I came home the other day, feeling pretty good about getting my flu shot and remembering to take my 20% discount coupons into Bed Bath and Beyond. Then I came upon an unexpected sight in front of my house.
With no warning, the tree between my and my neighbor’s house was being pruned by SF Public Works. Only a couple of years ago, we shared the cost ($800) for a professional arborist to trim the tree. With the mantra “The Worst First” playing in my head, I approached Joseph, a SFPW worker, to find out why our tree was chosen for maintenance so soon. It was neither dead nor failing, and it wasn’t encroaching on any power lines — some of the reasons street trees are given priority in the program.
As was described in the Chronicle, a detailed census has been done of the 125,000 street trees in the city.
Joseph explained that the trees are tracked by a grid system. Neighbors are notified if a tree has been given priority for maintenance or removal. If a crew is on a grid that has priority trees in it, they’ll check their lists to see what other trees on the grid might be listed for tending, since they’re in the area anyway. It’s more efficient than hopping back and forth to different areas to maintain a tree here and there.
This was the situation with our tree. In comparison to many other trees, ours was kind of OK, but many branches were drooping due to their weight. The lower hanging ones were blocking visibility to stop signs, and trucks were brushing against them as well. I wasn’t aware of all these hazards; it took the vigilance of the tree crew to recognize them.
I went online to the SFPW website to see what I could find out about our tree, a New Zealand Christmas, common in SF and one of the recommended street trees by Friends of the Urban Forest.
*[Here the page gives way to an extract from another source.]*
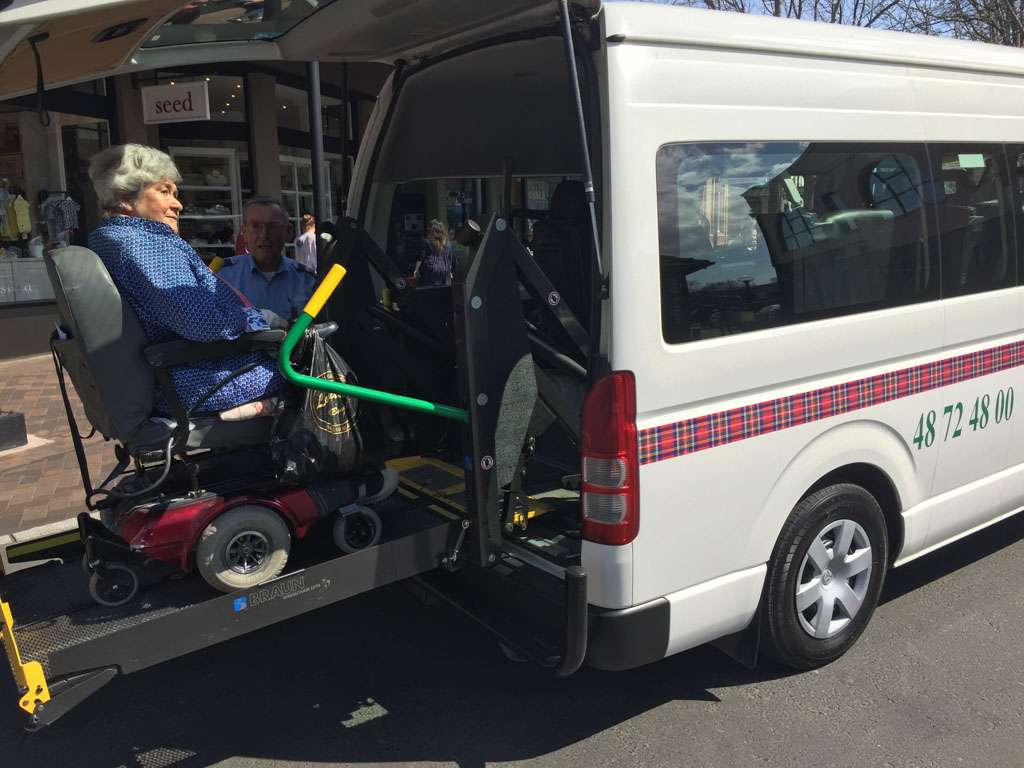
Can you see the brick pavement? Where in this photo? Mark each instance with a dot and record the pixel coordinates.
(42, 484)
This page has a navigable grid map where you can find the trimming schedule for your tree.
Sure enough, I found our tree.
It’s in Prune Grid #228, in Active status, with an Estimated Prune of 2018.
If a resident prefers to maintain their tree/s privately, they can opt out of the city tree maintenance program through the 311 system.
In our case, we were very pleased with the results of our “surprise” tree trim, and the money it will save us in the future.
Just like the earlier part of my day, things were just falling into place.